LightReader

Chapter 138 - When Silence Breaks

The laughter faded, replaced by a tension so thick it clung to the marrow of the chamber. The serpentine god still writhed in pain from Malthior's strike, but none moved to aid him. None dared.

Slowly, almost lazily, one of the lesser Outer Gods shifted into a humanoid shape — skin pale as frost, hair cascading like liquid silver, eyes twin voids without light. Others followed. Cloaked figures, armored titans, beings that resembled men and women but radiated distortions that made reality groan beneath their presence.

They had taken humanoid forms not for the sake of Malthior or Veloria, but for themselves. This was how the Council spoke. Beasts and concepts had their place in battlefields, but in the hall, they wore shapes close to man. It was… tradition.

Malthior adjusted his grip on his sword, standing tall. Veloria, by contrast, folded her arms and let her wings curl neatly behind her, violet flame eyes studying the assembly like a queen indulging lesser nobles.

"So this is it?" Veloria's voice cut through the silence, sharp and dripping with disdain. "A council of gods so mighty… yet they sit and watch like idle spectators at a play. Tell me, is this what eternity does? Turns divinity into jaded husks?"

The chamber darkened.

A ripple passed through the Council as one of the seated titans moved. For the first time in eons, a presence greater than storms, older than the roots of Ydris Solmare, stood.

He rose slowly, every motion a weight that pressed against all existence. His form shifted from abyssal smoke into a man of impossible stature — hair like molten gold, eyes as black as collapsed stars, his frame clad in a mantle woven from constellations.

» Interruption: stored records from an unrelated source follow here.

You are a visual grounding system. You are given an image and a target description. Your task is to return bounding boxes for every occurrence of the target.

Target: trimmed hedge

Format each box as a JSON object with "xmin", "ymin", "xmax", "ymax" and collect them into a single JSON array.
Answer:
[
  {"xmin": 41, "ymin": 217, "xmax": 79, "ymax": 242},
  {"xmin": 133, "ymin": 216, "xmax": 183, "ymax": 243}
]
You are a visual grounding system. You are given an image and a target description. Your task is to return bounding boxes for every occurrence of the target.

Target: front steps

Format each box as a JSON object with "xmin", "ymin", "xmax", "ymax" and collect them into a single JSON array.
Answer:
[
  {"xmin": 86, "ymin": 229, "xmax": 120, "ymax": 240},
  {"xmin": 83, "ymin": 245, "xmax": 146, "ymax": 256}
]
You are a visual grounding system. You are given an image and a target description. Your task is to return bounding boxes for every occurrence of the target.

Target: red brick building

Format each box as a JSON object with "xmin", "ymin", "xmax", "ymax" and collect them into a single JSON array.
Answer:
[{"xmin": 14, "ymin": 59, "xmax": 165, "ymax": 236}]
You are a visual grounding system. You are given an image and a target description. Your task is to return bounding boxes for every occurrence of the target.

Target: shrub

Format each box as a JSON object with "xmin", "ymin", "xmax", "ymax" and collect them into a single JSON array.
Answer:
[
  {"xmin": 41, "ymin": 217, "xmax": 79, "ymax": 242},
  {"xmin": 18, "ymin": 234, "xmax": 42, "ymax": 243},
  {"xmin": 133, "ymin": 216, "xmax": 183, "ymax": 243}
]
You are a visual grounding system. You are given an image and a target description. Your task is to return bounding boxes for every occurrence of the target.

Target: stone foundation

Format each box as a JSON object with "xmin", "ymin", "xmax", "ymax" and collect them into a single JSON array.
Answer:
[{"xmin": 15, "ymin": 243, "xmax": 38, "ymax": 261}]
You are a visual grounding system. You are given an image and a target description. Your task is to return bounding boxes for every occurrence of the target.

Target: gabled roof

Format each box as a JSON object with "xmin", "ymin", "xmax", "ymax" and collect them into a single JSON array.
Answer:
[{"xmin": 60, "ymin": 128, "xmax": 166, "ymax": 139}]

Gasps — actual gasps — echoed across the chamber. Even the stronger Outer Gods stirred, some sitting straighter, others leaning forward with smirks tugging at their lips.

The murmurs spread like wildfire:

"Xerathion…"

"He speaks?"

"…after so long?"

Xerathion, called the Pale Crown of Eternity, had not risen since the last collapse of universes untold. For him to move now… meant something.

He regarded Veloria, not with rage, not with scorn, but with the kind of quiet amusement that weighed heavier than wrath. His voice, when it came, was deep and slow, yet carried enough resonance to crack entire dimensions.

"Little shadow…" His words rumbled across the chamber, every syllable thrumming with authority. "You mock eternity, yet fail to grasp the burden of it. Sit long enough at this table, and you will see all things decay into sameness."

Veloria smirked, unflinching, though even she felt the chill of his gaze ripple through her essence.

"So the Pale Crown still remembers how to speak. Tell me, then… what do you see in Lucien's inevitability?"

The chamber went dead still.

Every god's eyes turned to Xerathion. Some looked shocked — horrified that Veloria dared invoke Lucien's name in such a way before him. Others, the slyer ones, smirked, waiting like wolves in tall grass to see how this would unravel.

Malthior, beside her, ground his teeth beneath his helm. Veloria… one day your tongue will dig us into a grave even I can't defend you from.

But Xerathion only smiled faintly. A rare, dangerous smile that carried no warmth.

"…I see," he said, "a storm that even eternity cannot outlast."

The Council erupted. Voices clashed, laughter mingled with outrage. The hall of gods shook under the weight of their discourse. Some shouted that Lucien was a blasphemy, a false anomaly that must be ended. Others, those older and far more cunning, chuckled — amused that Xerathion himself had broken silence.

Veloria tilted her head, hiding the satisfaction in her eyes. She had gotten what she wanted: the Council divided, the spotlight now cast on Lucien without her lifting a blade.

Malthior sighed within his helm. Damn woman. Our Lord better reward me with patience itself if I must endure her antics forever.